Pentagon Says Russian Implementation Of Syria Cease-Fire Inadequate


By Marine Corps Sgt. David Staten

The U.N. Security Council unanimously voted Feb. 24 for an immediate 30-day cease-fire throughout Syria, but the regime of Syrian President Bashar Assad continues attacking its citizens, especially in East Ghouta, chief Pentagon spokesperson Dana W. White said Thursday.

The cease-fire would have allowed for the delivery of emergency aid and the evacuation of the wounded in heavily targeted areas.

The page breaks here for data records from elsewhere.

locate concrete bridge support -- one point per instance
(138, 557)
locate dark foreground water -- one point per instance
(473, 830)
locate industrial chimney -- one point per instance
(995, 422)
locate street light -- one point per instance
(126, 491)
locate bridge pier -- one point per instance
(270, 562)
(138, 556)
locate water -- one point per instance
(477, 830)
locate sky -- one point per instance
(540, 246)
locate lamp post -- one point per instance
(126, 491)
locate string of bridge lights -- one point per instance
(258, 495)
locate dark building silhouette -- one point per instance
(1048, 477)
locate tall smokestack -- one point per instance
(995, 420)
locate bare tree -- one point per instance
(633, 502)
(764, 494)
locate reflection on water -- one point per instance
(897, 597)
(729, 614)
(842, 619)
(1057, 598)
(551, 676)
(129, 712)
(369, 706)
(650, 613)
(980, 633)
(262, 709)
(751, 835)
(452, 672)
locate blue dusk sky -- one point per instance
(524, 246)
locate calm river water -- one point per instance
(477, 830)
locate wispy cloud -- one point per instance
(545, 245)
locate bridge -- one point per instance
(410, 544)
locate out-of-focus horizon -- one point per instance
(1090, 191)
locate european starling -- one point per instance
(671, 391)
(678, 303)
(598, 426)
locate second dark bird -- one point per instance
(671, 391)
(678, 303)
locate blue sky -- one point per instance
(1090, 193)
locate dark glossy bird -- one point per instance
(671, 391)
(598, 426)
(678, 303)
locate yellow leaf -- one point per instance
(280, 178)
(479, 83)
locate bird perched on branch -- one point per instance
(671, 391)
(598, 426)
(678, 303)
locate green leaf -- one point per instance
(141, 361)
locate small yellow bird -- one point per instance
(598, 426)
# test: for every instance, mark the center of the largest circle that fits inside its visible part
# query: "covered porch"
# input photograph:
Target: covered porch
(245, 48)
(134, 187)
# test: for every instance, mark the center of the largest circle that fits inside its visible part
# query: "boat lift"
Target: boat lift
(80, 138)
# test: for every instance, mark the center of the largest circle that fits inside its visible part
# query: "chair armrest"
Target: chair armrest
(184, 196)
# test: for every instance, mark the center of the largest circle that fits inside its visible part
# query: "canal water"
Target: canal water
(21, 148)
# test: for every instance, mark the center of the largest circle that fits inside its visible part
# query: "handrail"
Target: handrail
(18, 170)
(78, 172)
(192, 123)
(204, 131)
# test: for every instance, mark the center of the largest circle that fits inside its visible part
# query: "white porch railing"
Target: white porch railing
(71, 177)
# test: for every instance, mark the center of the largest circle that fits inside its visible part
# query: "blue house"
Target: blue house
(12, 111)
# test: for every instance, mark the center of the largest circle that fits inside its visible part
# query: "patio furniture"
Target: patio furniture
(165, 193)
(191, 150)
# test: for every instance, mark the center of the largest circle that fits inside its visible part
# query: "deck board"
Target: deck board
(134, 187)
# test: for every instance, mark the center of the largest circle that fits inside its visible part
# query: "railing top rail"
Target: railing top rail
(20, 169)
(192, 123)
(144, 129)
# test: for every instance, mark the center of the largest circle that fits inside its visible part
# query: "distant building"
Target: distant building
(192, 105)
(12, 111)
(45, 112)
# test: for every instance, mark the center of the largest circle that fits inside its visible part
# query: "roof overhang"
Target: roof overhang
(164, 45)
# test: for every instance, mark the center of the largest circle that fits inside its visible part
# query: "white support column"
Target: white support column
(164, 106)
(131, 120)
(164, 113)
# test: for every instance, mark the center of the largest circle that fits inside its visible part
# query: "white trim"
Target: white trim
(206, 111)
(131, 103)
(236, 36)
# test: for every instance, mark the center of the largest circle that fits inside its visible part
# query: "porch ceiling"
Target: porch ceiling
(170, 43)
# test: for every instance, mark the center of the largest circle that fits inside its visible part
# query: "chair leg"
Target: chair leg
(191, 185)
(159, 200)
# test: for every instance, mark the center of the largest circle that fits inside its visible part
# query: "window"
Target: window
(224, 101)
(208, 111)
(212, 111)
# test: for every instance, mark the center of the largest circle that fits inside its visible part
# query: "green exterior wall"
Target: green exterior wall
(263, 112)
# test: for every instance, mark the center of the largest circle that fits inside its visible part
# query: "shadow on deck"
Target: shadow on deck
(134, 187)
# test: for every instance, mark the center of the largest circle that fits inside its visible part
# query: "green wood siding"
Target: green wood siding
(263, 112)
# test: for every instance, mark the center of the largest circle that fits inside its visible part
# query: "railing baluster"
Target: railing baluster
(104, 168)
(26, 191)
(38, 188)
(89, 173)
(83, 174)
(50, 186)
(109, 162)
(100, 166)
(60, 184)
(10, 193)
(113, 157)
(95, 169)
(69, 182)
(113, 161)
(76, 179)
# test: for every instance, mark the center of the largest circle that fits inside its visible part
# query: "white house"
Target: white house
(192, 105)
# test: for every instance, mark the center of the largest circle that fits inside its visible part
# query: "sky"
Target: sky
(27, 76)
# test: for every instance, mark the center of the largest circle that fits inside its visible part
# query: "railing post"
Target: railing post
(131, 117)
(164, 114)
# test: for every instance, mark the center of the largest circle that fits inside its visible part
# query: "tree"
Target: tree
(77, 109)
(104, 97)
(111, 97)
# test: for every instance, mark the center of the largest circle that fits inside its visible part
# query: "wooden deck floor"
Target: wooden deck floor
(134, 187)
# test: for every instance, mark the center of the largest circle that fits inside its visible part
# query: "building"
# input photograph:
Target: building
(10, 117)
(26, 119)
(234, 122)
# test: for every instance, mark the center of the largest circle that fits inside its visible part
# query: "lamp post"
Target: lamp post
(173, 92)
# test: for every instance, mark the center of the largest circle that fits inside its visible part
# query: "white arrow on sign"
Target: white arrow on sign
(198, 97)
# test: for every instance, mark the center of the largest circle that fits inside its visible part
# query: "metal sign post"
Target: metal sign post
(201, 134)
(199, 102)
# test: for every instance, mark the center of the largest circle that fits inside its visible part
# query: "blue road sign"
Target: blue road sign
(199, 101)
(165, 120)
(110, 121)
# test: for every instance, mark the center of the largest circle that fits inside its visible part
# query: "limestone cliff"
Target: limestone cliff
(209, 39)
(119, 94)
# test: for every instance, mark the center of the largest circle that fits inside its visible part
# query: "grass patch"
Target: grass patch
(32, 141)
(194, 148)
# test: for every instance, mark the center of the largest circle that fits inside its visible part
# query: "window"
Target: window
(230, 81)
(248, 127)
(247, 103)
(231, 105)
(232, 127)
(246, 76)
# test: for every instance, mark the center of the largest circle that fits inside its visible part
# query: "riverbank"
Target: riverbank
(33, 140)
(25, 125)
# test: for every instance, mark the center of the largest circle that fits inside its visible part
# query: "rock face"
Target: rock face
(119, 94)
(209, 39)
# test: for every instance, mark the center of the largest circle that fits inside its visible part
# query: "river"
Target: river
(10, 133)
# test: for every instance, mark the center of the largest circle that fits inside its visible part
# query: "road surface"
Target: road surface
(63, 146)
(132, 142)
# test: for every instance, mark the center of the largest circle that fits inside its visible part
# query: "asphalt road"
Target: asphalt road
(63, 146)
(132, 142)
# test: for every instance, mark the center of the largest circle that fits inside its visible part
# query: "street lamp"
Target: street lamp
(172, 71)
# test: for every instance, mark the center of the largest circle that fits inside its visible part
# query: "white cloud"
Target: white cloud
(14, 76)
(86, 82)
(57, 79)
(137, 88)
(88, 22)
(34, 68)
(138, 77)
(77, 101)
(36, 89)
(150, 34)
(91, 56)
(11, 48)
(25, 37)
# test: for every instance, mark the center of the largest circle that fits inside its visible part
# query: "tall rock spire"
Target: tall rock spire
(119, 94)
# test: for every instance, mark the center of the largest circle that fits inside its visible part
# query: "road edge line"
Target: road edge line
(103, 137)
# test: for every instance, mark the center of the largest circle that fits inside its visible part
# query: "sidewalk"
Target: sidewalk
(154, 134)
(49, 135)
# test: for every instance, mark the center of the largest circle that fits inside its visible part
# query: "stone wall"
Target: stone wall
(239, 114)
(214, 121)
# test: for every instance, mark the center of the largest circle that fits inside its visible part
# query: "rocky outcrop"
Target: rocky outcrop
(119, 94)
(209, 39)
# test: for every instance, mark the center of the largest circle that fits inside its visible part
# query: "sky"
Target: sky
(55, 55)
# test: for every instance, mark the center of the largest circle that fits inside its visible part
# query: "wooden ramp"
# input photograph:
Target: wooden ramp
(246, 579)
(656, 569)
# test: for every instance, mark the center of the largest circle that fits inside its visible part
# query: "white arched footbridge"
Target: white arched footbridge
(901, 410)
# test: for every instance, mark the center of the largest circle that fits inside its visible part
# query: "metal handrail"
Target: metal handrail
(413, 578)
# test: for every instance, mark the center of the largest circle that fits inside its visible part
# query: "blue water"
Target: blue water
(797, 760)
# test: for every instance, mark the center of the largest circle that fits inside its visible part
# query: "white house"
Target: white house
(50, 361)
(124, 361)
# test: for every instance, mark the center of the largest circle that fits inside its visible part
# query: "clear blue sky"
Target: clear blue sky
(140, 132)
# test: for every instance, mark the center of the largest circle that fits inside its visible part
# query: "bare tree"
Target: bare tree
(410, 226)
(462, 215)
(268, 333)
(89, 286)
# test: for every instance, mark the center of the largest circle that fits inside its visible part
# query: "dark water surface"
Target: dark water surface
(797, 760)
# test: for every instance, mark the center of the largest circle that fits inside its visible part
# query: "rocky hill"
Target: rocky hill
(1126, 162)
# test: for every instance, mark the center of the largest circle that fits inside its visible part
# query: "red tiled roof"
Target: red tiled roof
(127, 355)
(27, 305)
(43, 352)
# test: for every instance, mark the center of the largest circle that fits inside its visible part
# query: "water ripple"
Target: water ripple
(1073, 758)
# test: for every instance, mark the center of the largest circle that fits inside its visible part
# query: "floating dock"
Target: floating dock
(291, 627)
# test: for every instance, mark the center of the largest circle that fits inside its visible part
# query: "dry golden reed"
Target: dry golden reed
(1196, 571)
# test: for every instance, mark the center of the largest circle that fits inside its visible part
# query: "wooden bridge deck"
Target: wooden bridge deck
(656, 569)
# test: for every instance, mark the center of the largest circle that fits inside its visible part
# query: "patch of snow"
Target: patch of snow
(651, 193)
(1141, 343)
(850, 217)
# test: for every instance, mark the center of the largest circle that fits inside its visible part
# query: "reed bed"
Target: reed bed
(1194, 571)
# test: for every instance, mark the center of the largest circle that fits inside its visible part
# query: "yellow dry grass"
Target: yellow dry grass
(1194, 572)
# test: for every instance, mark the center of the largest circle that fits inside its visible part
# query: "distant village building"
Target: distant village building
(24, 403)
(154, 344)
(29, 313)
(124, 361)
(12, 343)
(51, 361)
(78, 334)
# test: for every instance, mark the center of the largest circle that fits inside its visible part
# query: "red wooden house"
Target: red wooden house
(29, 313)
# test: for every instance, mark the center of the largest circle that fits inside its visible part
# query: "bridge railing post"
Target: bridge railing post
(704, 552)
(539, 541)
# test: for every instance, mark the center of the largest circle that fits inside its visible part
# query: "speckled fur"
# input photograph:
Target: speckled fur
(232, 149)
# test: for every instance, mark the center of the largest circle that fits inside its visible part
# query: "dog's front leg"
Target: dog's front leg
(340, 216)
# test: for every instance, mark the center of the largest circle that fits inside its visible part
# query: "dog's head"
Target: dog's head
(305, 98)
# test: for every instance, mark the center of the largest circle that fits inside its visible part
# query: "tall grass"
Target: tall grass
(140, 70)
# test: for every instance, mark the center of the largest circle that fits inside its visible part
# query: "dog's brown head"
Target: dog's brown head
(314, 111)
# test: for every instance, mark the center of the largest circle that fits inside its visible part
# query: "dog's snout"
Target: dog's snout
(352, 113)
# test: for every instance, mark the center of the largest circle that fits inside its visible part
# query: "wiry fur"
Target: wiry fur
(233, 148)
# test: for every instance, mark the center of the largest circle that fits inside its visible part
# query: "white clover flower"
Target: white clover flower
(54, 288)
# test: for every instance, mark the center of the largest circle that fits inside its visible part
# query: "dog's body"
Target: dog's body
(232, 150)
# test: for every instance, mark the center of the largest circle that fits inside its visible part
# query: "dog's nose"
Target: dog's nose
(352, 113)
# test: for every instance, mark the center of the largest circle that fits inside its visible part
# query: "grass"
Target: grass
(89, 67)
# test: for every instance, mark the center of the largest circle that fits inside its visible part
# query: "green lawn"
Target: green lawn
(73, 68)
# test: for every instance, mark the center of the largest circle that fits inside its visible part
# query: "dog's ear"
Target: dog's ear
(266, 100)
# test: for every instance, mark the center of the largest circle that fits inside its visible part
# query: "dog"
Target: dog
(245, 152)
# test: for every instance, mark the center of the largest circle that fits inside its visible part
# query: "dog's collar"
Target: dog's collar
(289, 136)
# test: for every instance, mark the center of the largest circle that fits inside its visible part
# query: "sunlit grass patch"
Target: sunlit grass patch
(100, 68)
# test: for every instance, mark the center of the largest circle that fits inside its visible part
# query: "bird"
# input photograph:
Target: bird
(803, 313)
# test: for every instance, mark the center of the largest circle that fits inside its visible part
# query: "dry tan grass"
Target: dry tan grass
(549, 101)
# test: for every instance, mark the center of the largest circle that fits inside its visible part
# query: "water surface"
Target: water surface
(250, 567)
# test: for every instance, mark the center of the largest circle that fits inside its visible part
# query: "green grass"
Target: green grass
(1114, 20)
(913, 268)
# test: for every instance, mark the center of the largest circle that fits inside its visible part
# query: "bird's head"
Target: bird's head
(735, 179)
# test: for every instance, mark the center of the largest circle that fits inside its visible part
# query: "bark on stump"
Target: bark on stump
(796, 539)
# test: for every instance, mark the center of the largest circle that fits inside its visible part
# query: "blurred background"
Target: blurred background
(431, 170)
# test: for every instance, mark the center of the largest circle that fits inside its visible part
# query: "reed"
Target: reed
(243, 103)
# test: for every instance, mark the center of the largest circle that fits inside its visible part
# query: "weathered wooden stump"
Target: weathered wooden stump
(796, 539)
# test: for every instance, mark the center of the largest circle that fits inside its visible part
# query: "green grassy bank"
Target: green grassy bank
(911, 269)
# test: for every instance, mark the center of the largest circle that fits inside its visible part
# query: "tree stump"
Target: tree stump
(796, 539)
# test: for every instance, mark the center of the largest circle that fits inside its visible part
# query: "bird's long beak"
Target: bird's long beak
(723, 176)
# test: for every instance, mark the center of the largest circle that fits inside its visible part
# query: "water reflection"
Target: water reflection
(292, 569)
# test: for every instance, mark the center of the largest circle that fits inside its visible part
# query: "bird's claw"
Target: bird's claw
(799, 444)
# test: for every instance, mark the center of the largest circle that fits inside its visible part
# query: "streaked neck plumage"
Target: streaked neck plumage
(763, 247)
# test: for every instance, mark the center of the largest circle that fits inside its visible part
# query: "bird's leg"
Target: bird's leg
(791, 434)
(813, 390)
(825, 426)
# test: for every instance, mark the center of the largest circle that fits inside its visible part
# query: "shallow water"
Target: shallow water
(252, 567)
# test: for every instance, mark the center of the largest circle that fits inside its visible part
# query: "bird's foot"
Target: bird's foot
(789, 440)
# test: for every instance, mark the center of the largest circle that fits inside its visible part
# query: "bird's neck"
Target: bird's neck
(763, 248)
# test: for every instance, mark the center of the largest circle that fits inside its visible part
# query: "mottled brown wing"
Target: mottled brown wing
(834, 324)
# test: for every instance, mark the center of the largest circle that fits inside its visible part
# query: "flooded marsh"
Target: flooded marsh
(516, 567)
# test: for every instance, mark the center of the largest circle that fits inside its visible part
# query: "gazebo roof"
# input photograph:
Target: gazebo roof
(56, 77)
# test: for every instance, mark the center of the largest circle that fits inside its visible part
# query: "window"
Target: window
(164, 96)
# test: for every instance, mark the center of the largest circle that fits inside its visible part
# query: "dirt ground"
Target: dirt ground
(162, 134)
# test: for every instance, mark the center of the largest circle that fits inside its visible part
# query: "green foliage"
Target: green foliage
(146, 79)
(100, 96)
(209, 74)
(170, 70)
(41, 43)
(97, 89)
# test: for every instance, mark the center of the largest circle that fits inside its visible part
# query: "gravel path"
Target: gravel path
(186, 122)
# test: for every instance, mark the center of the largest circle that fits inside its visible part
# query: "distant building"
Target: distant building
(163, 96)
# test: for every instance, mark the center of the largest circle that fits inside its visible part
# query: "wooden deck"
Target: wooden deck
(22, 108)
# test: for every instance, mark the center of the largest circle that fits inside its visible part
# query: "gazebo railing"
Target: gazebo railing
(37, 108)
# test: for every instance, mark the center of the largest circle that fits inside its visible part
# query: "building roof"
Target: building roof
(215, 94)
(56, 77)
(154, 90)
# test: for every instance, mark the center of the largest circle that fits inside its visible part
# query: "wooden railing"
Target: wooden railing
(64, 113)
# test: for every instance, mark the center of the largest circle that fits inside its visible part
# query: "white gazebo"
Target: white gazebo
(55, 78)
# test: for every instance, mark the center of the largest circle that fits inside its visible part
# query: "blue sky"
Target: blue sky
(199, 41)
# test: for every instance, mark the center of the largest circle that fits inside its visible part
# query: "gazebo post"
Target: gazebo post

According to U.N. Secretary General Antonio Guterres, these areas are home to 400,000 people.

Russia, a strong ally of Assad, was supposed to help in making sure the Syrian regime followed the U.N. resolution, but instead has called for daily five-hour local cease-fires to establish what it calls a humanitarian corridor so aid can enter the enclave and civilians and wounded can leave.

Officials say this isn’t enough time to give the people the aid they need.

With a failed cease-fire, Russia’s commitment to de-escalate violence and negotiate a political solution is questionable. “Russia’s inability to exert control over portions of the battlefield where they operate is troublesome,” White said.

Undermining International Security

White referred to U.S. Central Command commander Army Gen. Joseph L. Votel’s testimony Feb. 27 at the House Armed Services Committee, saying “Russia played both arsonists and firefighters in Syria, fueling tensions among all parties, then serving as an arbiter to resolve disputes, attempting to undermine and weaken … each party’s bargaining position.”

“Russia’s efforts to preserve their own interests in Syria puts coalition progress at risk, and undermines international security,” she added.

White said the United States does not seek a conflict with the Syrian regime.

“But we call on Russia to restrain the Assad regime, deconflict counterterrorism operations with the coalition and de-escalate the remaining battlefields of the Syrian civil war,” she added

“We want Russia to live up to its commitments with respect to the cease-fire,” White said. “There are innocent people dying, there’s humanitarian assistance that’s not getting through. They made a commitment and we need them to uphold that commitment.”